The fever blisters on my hand (rather than my lips like most people) are the personification of the stress I placed on myself last month. Stress I didn’t really need to have because God had the situation under control.
I confess, now that I can see what God is doing, I can easily give my worries over to Him. I can put them in His basket. But just as soon as I handed that bundle of worries over to Him, I picked up a fresh set of worries about another situation in my life. That is not faith.
I did it yesterday. And I knew I was no better than those silly Israelites at whom I often shake my head when I read about their lack of trust in God.

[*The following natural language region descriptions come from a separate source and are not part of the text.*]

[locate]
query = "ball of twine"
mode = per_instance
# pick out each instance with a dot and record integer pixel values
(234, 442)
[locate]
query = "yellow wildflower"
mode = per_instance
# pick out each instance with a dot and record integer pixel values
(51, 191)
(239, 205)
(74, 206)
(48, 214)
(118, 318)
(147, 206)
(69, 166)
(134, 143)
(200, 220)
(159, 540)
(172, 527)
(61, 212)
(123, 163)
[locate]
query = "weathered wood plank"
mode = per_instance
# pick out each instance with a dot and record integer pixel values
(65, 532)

Thankfully, I can be honest with my Father and tell Him these thoughts. I can tearfully confess and repent of this idolatrous sin and petetion for Him to take away my desire to control the situation.

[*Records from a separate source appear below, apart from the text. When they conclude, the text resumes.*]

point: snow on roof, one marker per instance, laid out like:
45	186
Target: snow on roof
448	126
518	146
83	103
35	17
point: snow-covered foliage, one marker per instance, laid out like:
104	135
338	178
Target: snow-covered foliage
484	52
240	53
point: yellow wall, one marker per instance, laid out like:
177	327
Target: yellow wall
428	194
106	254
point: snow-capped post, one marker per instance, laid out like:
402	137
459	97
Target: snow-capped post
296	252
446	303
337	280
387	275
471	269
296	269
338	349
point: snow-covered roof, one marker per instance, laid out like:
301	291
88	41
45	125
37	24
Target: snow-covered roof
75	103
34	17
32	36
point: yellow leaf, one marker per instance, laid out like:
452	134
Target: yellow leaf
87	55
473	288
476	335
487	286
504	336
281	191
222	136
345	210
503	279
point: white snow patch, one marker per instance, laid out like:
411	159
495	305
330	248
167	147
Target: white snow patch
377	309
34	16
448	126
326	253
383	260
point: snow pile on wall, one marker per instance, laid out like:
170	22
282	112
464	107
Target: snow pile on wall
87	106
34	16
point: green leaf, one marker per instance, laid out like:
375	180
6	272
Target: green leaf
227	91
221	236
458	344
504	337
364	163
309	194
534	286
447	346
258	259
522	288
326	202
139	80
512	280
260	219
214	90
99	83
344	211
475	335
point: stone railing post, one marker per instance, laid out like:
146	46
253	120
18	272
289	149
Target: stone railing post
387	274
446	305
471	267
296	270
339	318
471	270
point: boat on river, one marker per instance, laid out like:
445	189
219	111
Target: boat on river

I realized as I walked along the path in our neighborhood yesterday morning, it wasn’t that I didn’t know God would provide for us, I just feared a painful “growing season” in my life around the corner. God reminded me of the same fear I had fifteen years ago and how He worked that one out. He had something wonderful in store. If my plans would’ve succeeded, I wouldn’t have had my Drew.
So, today is a new day. My lack of faith yesterday is being restored by the only one whose Spirit can fill me up. I can’t change my initial fears and thoughts, but I can choose to give my fears to Him. I can ask Him to strenghten my faith. I can beg for Him to make trust my banner.
I’m placing those worries in His basket this morning. I hope this helps you do the same.
Much love,
andy
And without faith it is impossible to please God because anyone who comes to Him must trust that He exists and that He rewards those who earnestly seek Him (Hebrews 11:6).